Prime Minister Stephen Harper says it premature to be demanding climate-change goals of other countries, but he hopes that the participants at this weekend's APEC conference can at least agree those goals must be set.
"We haven't reached the point where we can dictate targets to the rest of the world," the Prime Minister told a late afternoon press conference on Friday.
Australian Prime Minister John Howard and U.S. President George Bush want the 21 nations that are members of the Asia Pacific Economic Co-operation forum to agree in principle to the setting of emission reduction targets at some point after other national conferences. And they want developing nations like China, which are some of the world's largest emitters of greenhouse gases, to be signatories to the agreement.

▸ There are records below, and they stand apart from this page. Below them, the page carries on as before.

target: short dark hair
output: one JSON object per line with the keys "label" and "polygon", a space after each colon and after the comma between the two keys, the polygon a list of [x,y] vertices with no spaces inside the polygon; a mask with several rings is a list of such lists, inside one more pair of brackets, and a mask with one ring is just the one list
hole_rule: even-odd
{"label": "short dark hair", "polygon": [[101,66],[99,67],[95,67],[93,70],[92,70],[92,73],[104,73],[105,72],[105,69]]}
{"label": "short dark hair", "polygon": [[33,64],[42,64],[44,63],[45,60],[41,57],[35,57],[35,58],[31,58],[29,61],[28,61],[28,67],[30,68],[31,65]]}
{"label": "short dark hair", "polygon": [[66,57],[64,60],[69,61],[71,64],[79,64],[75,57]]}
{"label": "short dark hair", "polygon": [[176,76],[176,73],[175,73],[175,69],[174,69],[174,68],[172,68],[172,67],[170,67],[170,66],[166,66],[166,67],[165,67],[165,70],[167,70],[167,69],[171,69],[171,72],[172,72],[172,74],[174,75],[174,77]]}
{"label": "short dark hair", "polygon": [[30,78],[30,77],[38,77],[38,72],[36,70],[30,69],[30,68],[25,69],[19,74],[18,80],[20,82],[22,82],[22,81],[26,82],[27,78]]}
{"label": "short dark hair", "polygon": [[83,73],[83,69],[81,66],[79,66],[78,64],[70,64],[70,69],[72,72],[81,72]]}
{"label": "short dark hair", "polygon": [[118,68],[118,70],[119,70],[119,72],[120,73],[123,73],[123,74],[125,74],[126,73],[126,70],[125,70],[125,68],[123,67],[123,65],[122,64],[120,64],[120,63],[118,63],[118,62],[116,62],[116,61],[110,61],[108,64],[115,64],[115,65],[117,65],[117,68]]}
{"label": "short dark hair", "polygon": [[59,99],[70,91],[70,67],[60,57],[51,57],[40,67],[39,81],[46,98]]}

Mr. Harper pointed out that the reduction targets set out in the Kyoto Accord — targets that his government rejects as being too costly to the environment — were never approved by countries that produce two third's of the world's emissions. And he said he believes that a G8 meeting held last June in Berlin produced the most reasonable approach to cutting the production of the gases that have been linked to global warming.
"Canada, Japan and others have articulated a specific goal that we would like to see which is a reduction of emissions by half by the year 2050. Not everybody even in the G8 yet subscribes to that," said Mr. Harper.
"I think if we got the same kind of statement here that suggests that there has to be a goal and everybody has to be involved in reaching that goal, I think we will have made progress."
Mr. Harper took to the world stage Friday to lambaste the climate-change record of former Liberal governments and to reaffirm his commitment to balancing environmental action with economic sustainability.
The Prime Minister was one of five international leaders — along with the heads of Russia, China, Chile and the United States — who were invited to address APEC summit, a meeting of about 200 business and political officials that preceded the meeting of APEC leaders this weekend.
In a draft version of the speech handed out before he took the stage, Mr. Harper spoke in strong terms about the need for action to reduce the emission of greenhouse, calling global warming one of the most important international public-policy challenges of our time.
"Canada wants to be a world leader in the fight against climate change and in the development of clean energy," said Mr. Harper, who blamed past policies for stymieing those goals.
"For at least a decade most governments, including Canada's government, paid what can charitably be called lip service to the issue of climate change," he told the international forum. "Because they were unwilling to tell the public that reducing carbon emissions must entail real economic costs in the short term, governments responded to the problem with little more than political rhetoric."
The Prime Minister, who five years ago dismissed the science that linked emissions to climate change as tentative and contradictory, said "the weight of scientific evidence holds that our atmosphere is getting hotter and that human activity is a significant contributor."
The physical evidence, he said, can be found in the expanding amount of open water in the Northwest Passage and the mild British Columbia winters that have created ideal conditions for pine-beetle infestations.
But unless countries strike a balance between environmental protection and economic prosperity, the environment will never be given the priority it should, he said.
"We need to reduce greenhouse-gas emissions with strategies that are comprehensive, practical and realistic," the Prime Minister said.
There must be clear goals for all major emitters, he said, but they must be fair and economically realistic, they must not unduly burden any single country, they must be flexible so that countries can choose their own policies, and they must support the development of better technologies.